Later we strolled down to the town square to hit the shops. Browsing through the essentials - shampoo, and even teabags for a nice cup of cha later, we came across richly decorated kaftans and bandannas decorated with the Corsican symbol of the Moor’s head. We were drawn into the delicatessen by the aromas of local hams and cheeses, as well as honey and the local “macquis” herbs used to flavour the traditional dishes. Delicious!


In the evenings we indulged in an aperitif of Cap Corse, a rich liqueur made with myrtle and quinine, before choosing from the menu. Wishing each other “bon appétit”, we tried the local wild boar stew (civet), or delicious Italian pasta dishes, cooked perfectly, al dente.


On a boat trip from the port of Bonifacio, our jaws dropped at the truly spectacular limestone rock formations, and the houses precariously balanced on the edge of the cliffs. Moored in the harbour, the catamarans and yachts of the glamorous jet-set were equally splendid. After this we made for the beach, with its golden sands and azure, turquoise waters. By this time the sun was shining, and we retreated from the heat to the cool of our parasol.


Watching the World Cup in the town bar was great fun. France did well, which was good! I was pleased we didn’t have to hear the pundits droning on ad nauseam about England. When we lost again, there was a serious feeling of déjà vu! Luckily, my husband is Scottish.


The last morning came, and after a blitz in the apartment, we drove off to the airport, hoping it wouldn’t be a case of umbrellas and anoraks on our return. Can’t wait to show everyone my photographs!


A Rough Guide:



chalet (Swiss French) – (a building, often in the garden or built for holidays)

aperitif (an alcoholic drink before a meal)

bon appétit (good eating – we don’t have an equivalent expression in English)

menu (a list of food available)

liqueur (a sweet, flavoured alcoholic drink)

parasol (a device to protect you from the sun)

déjà vu (a sense of something happening in the past)

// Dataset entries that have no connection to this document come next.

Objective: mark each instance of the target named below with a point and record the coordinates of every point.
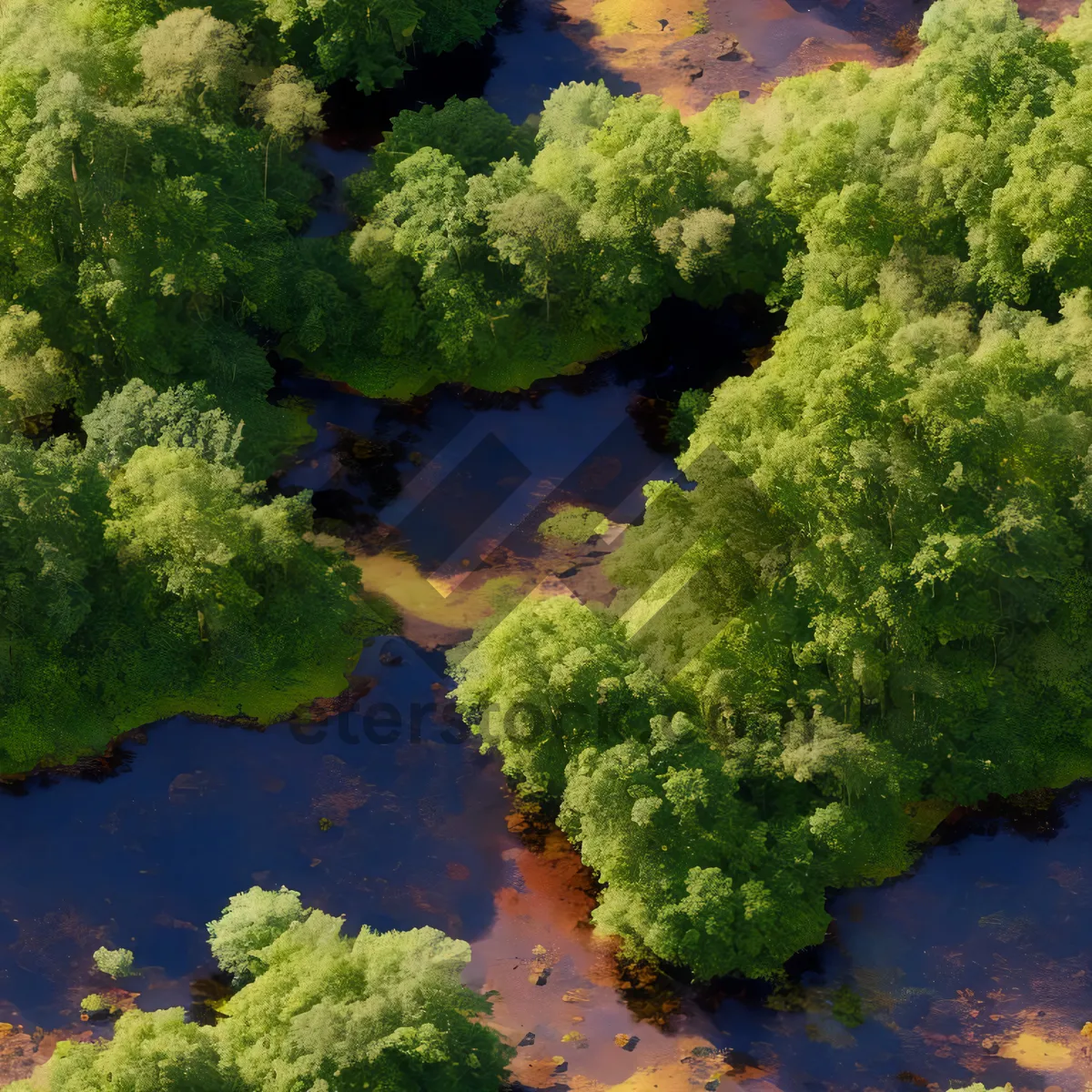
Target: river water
(389, 814)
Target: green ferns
(878, 591)
(320, 1011)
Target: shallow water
(991, 925)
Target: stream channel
(984, 942)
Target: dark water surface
(390, 816)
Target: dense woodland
(874, 604)
(876, 600)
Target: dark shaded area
(462, 501)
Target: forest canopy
(143, 574)
(315, 1010)
(874, 602)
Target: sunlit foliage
(878, 590)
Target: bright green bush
(878, 590)
(323, 1013)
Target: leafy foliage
(143, 576)
(116, 962)
(323, 1011)
(877, 590)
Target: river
(389, 814)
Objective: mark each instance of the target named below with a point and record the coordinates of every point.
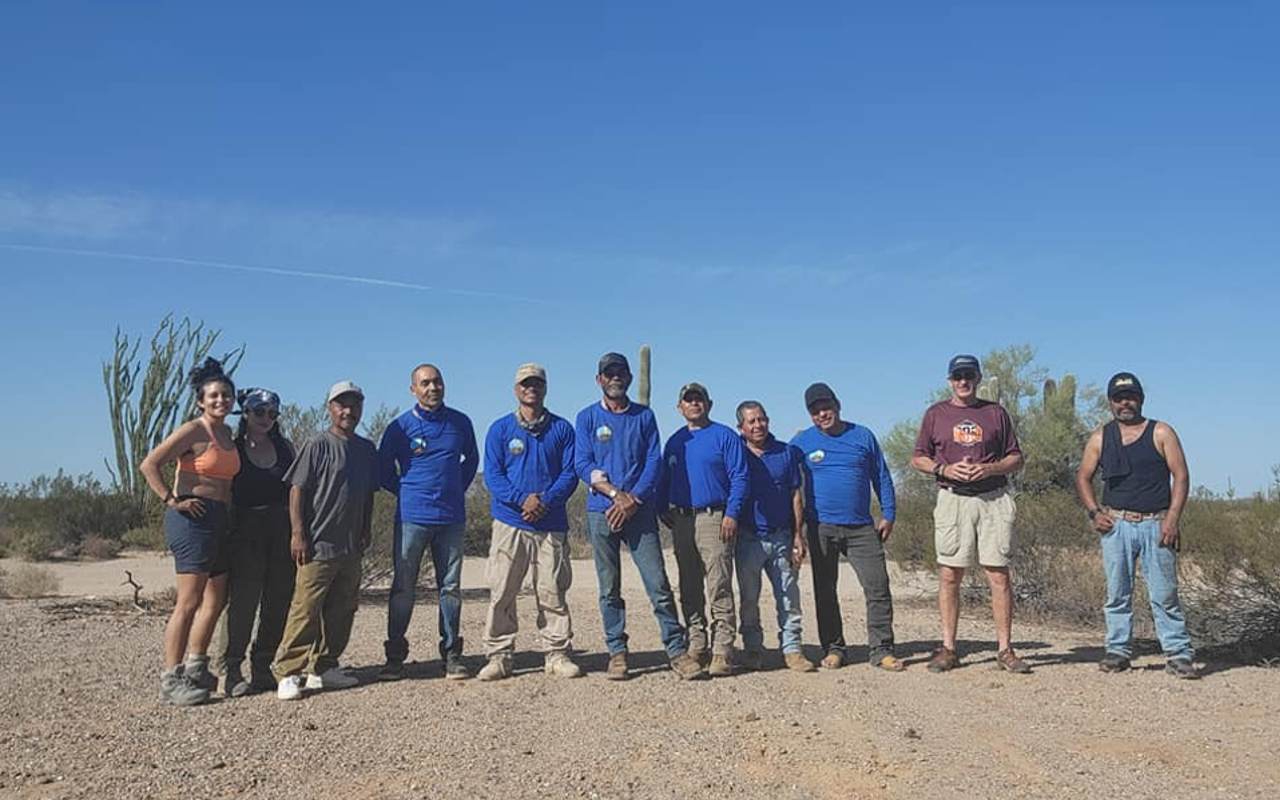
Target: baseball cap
(608, 360)
(344, 387)
(530, 370)
(695, 388)
(1124, 382)
(963, 362)
(818, 392)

dolce vita (the good life)

al fresco (outdoors)

al dente (not overcooked)

umbrella (a device to protect against the rain)



cha (tea – informal)



delicatessen (a shop selling cooked meats, cheeses etc)

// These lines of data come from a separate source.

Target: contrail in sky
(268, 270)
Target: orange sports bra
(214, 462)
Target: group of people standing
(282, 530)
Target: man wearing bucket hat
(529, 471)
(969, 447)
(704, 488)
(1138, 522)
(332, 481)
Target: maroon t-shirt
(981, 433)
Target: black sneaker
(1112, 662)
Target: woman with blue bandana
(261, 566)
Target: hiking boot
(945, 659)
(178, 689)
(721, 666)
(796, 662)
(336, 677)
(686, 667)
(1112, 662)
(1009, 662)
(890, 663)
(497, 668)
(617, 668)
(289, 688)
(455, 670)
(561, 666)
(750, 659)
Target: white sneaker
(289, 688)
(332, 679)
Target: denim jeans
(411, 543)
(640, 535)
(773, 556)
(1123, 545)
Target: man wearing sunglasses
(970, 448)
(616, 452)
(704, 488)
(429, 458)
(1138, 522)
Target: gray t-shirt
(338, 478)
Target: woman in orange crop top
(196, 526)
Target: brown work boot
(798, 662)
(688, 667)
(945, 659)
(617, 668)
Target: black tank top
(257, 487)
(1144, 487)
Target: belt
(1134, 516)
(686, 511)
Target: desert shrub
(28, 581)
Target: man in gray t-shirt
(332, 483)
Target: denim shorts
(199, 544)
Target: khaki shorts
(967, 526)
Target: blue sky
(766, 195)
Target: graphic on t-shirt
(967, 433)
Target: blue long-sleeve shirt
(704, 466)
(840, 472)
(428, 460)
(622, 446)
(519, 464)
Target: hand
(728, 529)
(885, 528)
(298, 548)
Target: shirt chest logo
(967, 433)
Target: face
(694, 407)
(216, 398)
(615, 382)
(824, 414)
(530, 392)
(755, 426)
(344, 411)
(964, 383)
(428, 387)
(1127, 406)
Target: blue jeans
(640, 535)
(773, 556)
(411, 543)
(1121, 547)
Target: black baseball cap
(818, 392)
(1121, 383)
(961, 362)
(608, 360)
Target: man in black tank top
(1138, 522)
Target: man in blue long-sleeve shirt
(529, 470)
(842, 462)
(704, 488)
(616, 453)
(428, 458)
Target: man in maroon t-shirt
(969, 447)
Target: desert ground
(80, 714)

blitz (to have a blitz – to clean up quickly)



shampoo (a soap for washing your hair)

bandanna (a cloth covering for your head)

pundit (Sanskrit) (an expert)



bungalow (a single-story dwelling)



yacht (a large boat used for pleasure)



anorak (a waterproof coat)



siesta (a light sleep after lunch)



catamaran (a double-hulled boat)



kaftan (a long, loose dress or robe)



aroma (a distinct, but pleasant smell)

ad nauseam (when something has been discussed for too long!)